SARANAC LAKE - The water level on Lake Flower dropped by an inch Friday afternoon, though village, county and fire department officials said it was too soon to start celebrating.
Village Sewer Plant Operator Kevin Pratt told the Enterprise at 6 p.m. that the water level at the Lake Flower dam dropped from 38 inches over the dam's spillway to 37 inches over the spillway Friday afternoon.
"Hopefully we're heading in the right direction," Pratt said.
Franklin County Emergency Services Director Ricky Provost said he was "cautiously optimistic" that the lake appeared to be stabilizing, though he couldn't confirm that it had dropped an inch.
"I don't think we've had enough time to address things and see it decline for a period of time to confirm that for sure that it's going down," he said Friday evening. "We will get something out immediately in the morning if we can confirm that this thing is going down."
Provost said he was being cautious because the water level upstream, at the state Department of Environmental Conservation lock on Middle Saranac Lake, hadn't come down.
As they had done Wednesday and Thursday, crews of firefighters, village and town employees, DEC workers, high school students and other volunteers spent much of Friday filling sandbags and placing them at properties along the lake and river. The village's massive, newly built salt-sand storage shed was turned into a sandbagging factory that had already produced 8,000 units.
"We're going to keep cranking them out," said village DPW worker Shawn White. "We're on emergency standby for the next 24 hours. Any volunteers we can get are appreciated."
Caper Tissot was one of numerous civilian volunteers working sandbag detail.
"People are upbeat, laughing and smiling right through their back pain because these bags are heavy to carry," she said. "But everybody has a great attitude. It reaffirms the community spirit of the area."
Despite all the sandbagging and water pumping, the spreading lake and surging river had already gotten into numerous homes and businesses, forcing some people to evacuate.
On Dorsey Street, Chris Gordon and his roommate made the decision to get out of their first-floor apartment Friday afternoon.
"We have like 6 feet of water in our basement right now," Gordon said. "It comes right up to the doors. Basically, tonight I'm going to get all my expensive things out in case the water comes up more. We're not staying here."
Gordon said he would be staying with friends. Provost said several evacuees had moved into the American Red Cross shelter that had been set up in the First United Methodist Church.
The apartment buildings and homes on Dorsey Street and in other locations that had been evacuated were marked on the outside with an "E" made out of red tape. Buildings where the power was cut were given a "P."
Along the river, the water was three feet deep in the lower dining area of the former Dew Drop Inn. Ed Dukett, who owns the building, said he's never seen the water that high. He blamed the village for not letting more water out of the dam earlier.

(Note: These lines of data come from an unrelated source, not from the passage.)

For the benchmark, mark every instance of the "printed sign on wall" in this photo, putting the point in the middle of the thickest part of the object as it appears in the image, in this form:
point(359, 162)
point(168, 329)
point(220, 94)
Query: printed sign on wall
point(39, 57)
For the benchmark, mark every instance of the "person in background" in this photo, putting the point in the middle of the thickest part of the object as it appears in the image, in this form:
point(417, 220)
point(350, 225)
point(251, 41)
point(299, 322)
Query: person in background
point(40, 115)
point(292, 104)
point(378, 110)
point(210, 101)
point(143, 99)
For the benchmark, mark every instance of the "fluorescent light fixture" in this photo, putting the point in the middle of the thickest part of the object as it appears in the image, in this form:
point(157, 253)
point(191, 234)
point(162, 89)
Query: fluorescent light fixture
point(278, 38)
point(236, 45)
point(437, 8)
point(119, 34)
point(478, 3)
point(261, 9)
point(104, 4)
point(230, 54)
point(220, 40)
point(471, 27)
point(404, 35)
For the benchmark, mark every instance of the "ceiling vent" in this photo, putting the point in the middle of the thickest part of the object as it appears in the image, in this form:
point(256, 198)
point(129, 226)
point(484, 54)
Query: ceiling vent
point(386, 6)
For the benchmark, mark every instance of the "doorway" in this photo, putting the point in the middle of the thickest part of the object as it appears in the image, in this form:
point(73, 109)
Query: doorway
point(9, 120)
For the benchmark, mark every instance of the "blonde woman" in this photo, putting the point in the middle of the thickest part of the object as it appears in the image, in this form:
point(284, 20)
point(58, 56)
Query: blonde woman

"They didn't open that dam till Monday night and it should have been opened on Friday," he said. "I wouldn't be surprised if the village was in for some lawsuits. You got to control that dam. A month ago the river was way down. They could have opened it a few inches and drained some of it off, but they didn't do it."
But Pratt said village officials "absolutely saw it coming."
"I had a plan with village Manager John Sweeney," Pratt said. "John and I talked about it back in February when we had all the snow. He said 'Do you think we should drop it down when we see this coming?' I said "Absolutely, we're going to. That's the plan.'
"Two weeks ago the spillway was at 4 inches over the spillway, which is where we try to maintain it. When this hit, it raised it up to 22 inches over spillway almost overnight. We pulled it back down to 16 inches. We're trying to maintain the balance of the lake and the river. Yes we were prepared for it and we did everything we can, it's just a lot of water."
Further downstream, people were driving by and taking pictures of the several feet of water being held back by sandbags in the parking lot of the Warehouse shopping plaza on Woodruff Street.
"We've got lookie loos, big time," said Jim Minnie of Onsite Computer Service, one of two businesses in the plaza impacted by the flooding. "People who have lived in Saranac Lake all their life don't know where Woodruff Street is. Now everybody knows where Woodruff Street is."
Minnie said he was "double-whammied" by the flooding. Not only has it threatened his business, he was also forced to evacuate his apartment at 24 Broadway when the power had to be cut because several feet of water were in the building's basement. But he seemed to be taking it all in stride while standing outside his business Friday.
"There's no real significant damage," Minnie said. "This is an inconvenience more than anything else. At this point, as long as everything holds together and nobody gets hurt - it could be a lot worse."